The General Assembly of North Carolina enacts:
SECTION 1. G.S. 105‑153.5(a) reads as rewritten:
"(a) Deduction Amount. – In calculating North Carolina taxable income, a taxpayer may deduct from adjusted gross income either the standard deduction amount provided in subdivision (1) of this subsection or the itemized deduction amount provided in subdivision (2) of this subsection that the taxpayer claimed under the Code. The deduction amounts are as follows:
…
(2) Itemized deduction amount. – An amount equal to the sum of the items listed in this subdivision. The amounts allowed under this subdivision are not subject to the overall limitation on itemized deductions under section 68 of the Code:
…
b. Mortgage Expense and
Property Tax. – The amount allowed as a deduction for interest paid or accrued
during the taxable year under section 163(h) of the Code with respect to any
qualified residence plus the amount allowed as a deduction for property taxes
paid or accrued on real estate under section 164 of the Code for that taxable
year.

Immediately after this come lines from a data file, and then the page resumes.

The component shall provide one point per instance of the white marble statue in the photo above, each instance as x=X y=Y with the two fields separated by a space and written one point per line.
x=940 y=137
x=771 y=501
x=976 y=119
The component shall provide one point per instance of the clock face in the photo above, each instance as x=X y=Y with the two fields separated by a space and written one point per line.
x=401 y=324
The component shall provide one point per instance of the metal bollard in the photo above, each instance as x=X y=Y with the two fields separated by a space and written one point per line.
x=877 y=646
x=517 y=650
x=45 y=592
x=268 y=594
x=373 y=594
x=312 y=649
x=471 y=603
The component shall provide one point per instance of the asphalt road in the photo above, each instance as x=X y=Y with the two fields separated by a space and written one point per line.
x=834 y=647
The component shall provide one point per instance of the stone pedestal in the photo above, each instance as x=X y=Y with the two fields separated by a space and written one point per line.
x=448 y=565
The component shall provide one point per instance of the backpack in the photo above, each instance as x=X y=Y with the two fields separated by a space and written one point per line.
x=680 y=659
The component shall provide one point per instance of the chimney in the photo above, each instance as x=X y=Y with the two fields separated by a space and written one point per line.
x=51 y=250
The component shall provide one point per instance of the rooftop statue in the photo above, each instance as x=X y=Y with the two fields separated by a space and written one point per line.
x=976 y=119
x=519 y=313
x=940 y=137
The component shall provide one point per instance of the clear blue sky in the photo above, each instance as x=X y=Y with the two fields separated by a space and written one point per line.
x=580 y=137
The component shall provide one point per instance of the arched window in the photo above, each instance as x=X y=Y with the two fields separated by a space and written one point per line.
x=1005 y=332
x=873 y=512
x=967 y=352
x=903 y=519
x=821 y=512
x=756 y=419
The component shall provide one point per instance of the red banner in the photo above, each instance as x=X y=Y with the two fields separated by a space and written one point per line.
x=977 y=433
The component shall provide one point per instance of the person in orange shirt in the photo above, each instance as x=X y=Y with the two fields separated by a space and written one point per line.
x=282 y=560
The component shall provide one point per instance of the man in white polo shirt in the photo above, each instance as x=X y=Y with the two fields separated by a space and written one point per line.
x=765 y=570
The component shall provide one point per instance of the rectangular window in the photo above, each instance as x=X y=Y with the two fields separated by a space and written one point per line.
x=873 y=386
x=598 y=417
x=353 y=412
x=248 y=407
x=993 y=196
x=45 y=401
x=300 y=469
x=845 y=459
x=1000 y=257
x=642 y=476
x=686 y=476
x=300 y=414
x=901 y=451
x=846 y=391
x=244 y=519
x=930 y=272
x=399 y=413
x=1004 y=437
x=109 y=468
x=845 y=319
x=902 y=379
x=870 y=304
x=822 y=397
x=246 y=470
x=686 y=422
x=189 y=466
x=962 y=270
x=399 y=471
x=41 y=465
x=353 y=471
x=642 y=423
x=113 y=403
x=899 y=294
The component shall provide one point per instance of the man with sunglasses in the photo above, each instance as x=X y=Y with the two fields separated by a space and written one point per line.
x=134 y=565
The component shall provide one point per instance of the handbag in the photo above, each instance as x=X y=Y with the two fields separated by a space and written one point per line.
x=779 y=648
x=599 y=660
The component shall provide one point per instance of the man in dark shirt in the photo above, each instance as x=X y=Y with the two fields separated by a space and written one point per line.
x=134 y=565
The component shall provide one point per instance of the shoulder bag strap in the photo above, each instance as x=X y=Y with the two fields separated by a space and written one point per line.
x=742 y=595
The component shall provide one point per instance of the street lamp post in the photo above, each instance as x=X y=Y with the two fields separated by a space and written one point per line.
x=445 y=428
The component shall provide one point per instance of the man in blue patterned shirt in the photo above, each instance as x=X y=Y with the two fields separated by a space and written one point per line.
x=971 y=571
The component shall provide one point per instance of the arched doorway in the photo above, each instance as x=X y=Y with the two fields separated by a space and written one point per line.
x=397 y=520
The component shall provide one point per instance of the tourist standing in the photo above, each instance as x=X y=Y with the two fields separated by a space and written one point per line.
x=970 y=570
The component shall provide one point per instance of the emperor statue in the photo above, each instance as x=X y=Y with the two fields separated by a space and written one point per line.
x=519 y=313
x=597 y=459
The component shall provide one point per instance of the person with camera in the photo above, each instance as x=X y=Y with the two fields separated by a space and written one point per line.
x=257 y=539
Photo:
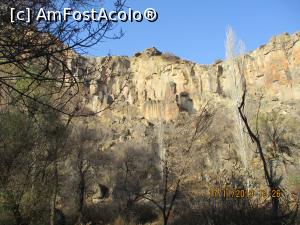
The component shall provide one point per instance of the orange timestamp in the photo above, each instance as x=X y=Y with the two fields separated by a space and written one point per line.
x=243 y=193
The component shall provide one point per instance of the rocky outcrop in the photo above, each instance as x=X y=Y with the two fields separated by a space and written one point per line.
x=160 y=85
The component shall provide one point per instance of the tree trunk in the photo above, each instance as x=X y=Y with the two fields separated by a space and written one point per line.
x=81 y=192
x=17 y=215
x=54 y=196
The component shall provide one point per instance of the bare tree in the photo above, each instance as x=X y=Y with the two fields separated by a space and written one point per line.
x=182 y=146
x=37 y=58
x=273 y=181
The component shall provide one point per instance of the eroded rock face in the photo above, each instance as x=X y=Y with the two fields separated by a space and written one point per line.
x=160 y=85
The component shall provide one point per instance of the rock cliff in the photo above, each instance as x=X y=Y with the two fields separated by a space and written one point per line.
x=161 y=84
x=153 y=88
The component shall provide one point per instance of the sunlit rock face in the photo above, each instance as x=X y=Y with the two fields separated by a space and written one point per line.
x=153 y=88
x=161 y=85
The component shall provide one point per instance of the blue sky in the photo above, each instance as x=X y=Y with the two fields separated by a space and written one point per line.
x=195 y=30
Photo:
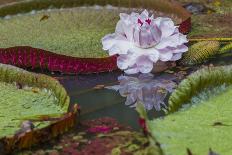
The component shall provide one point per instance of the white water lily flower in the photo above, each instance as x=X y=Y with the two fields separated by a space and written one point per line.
x=140 y=41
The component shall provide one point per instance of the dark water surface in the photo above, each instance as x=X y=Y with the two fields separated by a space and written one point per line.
x=103 y=102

For taxable years 2014, 2015, and 2016, the amount allowed as a deduction
for interest paid or accrued during the taxable year under section 163(h) of
the Code with respect to any qualified residence shall not include the amount
for mortgage insurance premiums treated as qualified residence interest. The
amount allowed under this sub‑subdivision may not exceed twenty thousand
dollars ($20,000). For spouses filing as married filing separately or married
filing jointly, the total mortgage interest and real estate taxes claimed by
both spouses combined may not exceed twenty thousand dollars ($20,000). For
spouses filing as married filing separately with a joint obligation for
mortgage interest and real estate taxes, the deduction for these items is
allowable to the spouse who actually paid them. If the amount of the
mortgage interest and real estate taxes paid by both spouses exceeds twenty
thousand dollars ($20,000), these deductions must be prorated based on the
percentage paid by each spouse. For joint obligations paid from joint accounts,
the proration is based on the income reported by each spouse for that taxable
year.
…."
SECTION 2. This act is effective for taxable years beginning on or after January 1, 2017.